Skills and concepts that students must have mastered

Students must recall concepts such as the Law of Superposition, Law of Cross-Cutting Relationships, relationship of outcrop patterns to topography and the concepts of anticlines, synclines, thrust faults and normal faults. All of these are introduced in the 100 level course that is a prerequisite to this class, but the lectures in Weeks 2 & 3 recapitulate on these concepts.

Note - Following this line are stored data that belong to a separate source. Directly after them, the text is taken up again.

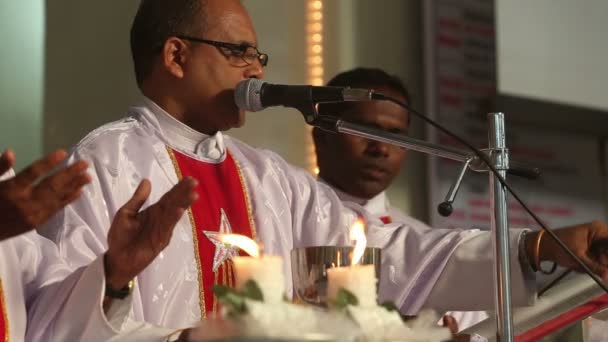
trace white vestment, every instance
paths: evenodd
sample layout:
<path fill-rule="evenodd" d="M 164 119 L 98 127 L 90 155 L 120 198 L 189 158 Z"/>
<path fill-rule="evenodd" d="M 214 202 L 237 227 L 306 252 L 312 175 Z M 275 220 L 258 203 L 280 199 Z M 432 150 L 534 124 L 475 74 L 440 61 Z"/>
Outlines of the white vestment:
<path fill-rule="evenodd" d="M 342 201 L 357 203 L 357 204 L 363 206 L 363 208 L 365 208 L 365 210 L 369 214 L 374 215 L 375 217 L 377 217 L 381 220 L 385 219 L 387 221 L 397 223 L 397 224 L 402 224 L 407 227 L 417 227 L 416 228 L 417 230 L 431 229 L 431 227 L 429 227 L 422 221 L 419 221 L 419 220 L 405 214 L 398 208 L 392 206 L 386 195 L 386 192 L 384 192 L 384 191 L 379 193 L 378 195 L 376 195 L 374 198 L 366 200 L 366 199 L 358 198 L 353 195 L 347 194 L 346 192 L 341 191 L 340 189 L 337 189 L 335 187 L 333 189 L 336 191 L 336 194 Z M 466 247 L 467 243 L 476 243 L 476 242 L 474 240 L 468 240 L 466 242 L 463 242 L 459 248 L 465 248 L 465 249 L 474 248 L 474 247 Z M 452 290 L 452 293 L 455 296 L 459 295 L 458 289 Z M 466 329 L 470 326 L 473 326 L 473 325 L 485 320 L 486 318 L 488 318 L 488 314 L 485 311 L 450 311 L 450 312 L 447 312 L 446 314 L 448 314 L 456 319 L 456 321 L 458 322 L 459 330 L 464 330 L 464 329 Z"/>
<path fill-rule="evenodd" d="M 0 242 L 0 279 L 9 341 L 164 342 L 174 331 L 130 320 L 128 299 L 106 315 L 103 258 L 71 272 L 36 232 Z"/>
<path fill-rule="evenodd" d="M 2 341 L 161 342 L 173 332 L 130 320 L 131 298 L 115 300 L 106 315 L 103 257 L 72 272 L 35 231 L 0 242 L 0 281 Z"/>
<path fill-rule="evenodd" d="M 221 133 L 205 136 L 145 99 L 143 105 L 132 107 L 126 118 L 90 133 L 71 154 L 71 161 L 89 161 L 93 182 L 79 200 L 41 231 L 58 244 L 72 267 L 86 265 L 106 250 L 112 218 L 143 178 L 152 182 L 146 206 L 158 201 L 178 182 L 167 147 L 208 163 L 221 162 L 226 151 L 230 152 L 240 165 L 257 239 L 266 254 L 285 258 L 288 295 L 292 294 L 290 251 L 295 247 L 350 245 L 348 228 L 358 216 L 365 215 L 360 206 L 344 205 L 331 188 L 275 153 Z M 178 222 L 169 246 L 137 278 L 139 286 L 133 294 L 137 320 L 182 328 L 196 324 L 202 317 L 193 228 L 187 216 Z M 520 233 L 511 233 L 512 279 L 513 301 L 523 305 L 535 298 L 535 293 L 528 273 L 518 261 Z M 458 246 L 469 240 L 476 241 L 474 249 L 458 253 Z M 465 310 L 493 305 L 492 287 L 487 285 L 492 279 L 487 233 L 370 224 L 368 244 L 383 248 L 381 301 L 392 300 L 405 312 L 418 312 L 425 302 L 434 307 L 444 303 L 447 309 Z M 471 253 L 474 261 L 470 260 Z M 454 273 L 453 269 L 459 272 Z M 470 275 L 477 276 L 481 270 L 488 273 L 479 280 L 483 286 L 470 286 L 476 282 Z M 463 296 L 443 292 L 443 288 L 435 291 L 438 287 L 473 292 Z M 463 297 L 467 300 L 460 300 Z"/>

How the activity is situated in the course

This is the second part of a sequence of map exercises - first set in Week 3 of class. Part 1 involves some time on Google Earth and an example map deconstruction and geologic history given by the instructor. Later exercises (fieldwork, synthesis report and exam) also involve some elements of map interpretation so it is important for the students to have plenty of time to master these concepts.

Goals

Content/concepts goals for this activity

Geologic map interpretation, using ALL the information on the map, recalling concepts learned in earlier courses.

Higher order thinking skills goals for this activity

Higher order skills - to be able to take individual elements of the map (structural elements, lithologic elements, interaction with topography) and combine these into a coherent geologic history of an area. By providing a series of targeted questions and starting by deconstructing the map, students are later able to write geologic histories of other map areas without this level of instruction.

Other skills goals for this activity

Writing a coherent and technically sound, simple geologic history of the area.

Description of the activity/assignment

This is an exercise in which students are reintroduced to geologic maps and encouraged to "deconstruct" the map into constituent elements in order to understand the geologic history of the area. The preceding lectures in the course have recapitulated material that the students have covered in Introduction to Physical Geology. During class, the students work through the maps that were part of lab exercises in the Intro level course, so that basic concepts are recalled (superposition, cross-cutting relationships, basic faults and folds). The final product is a geologic history of this map area.

Determining whether students have met the goals

Evaluation - is the geologic history produced a complete and coherent (bullet points are acceptable) history of the segment of map they are looking at?

Later in the course - can the student take the same thought pattern and apply this to another map area? Field area? Exam question?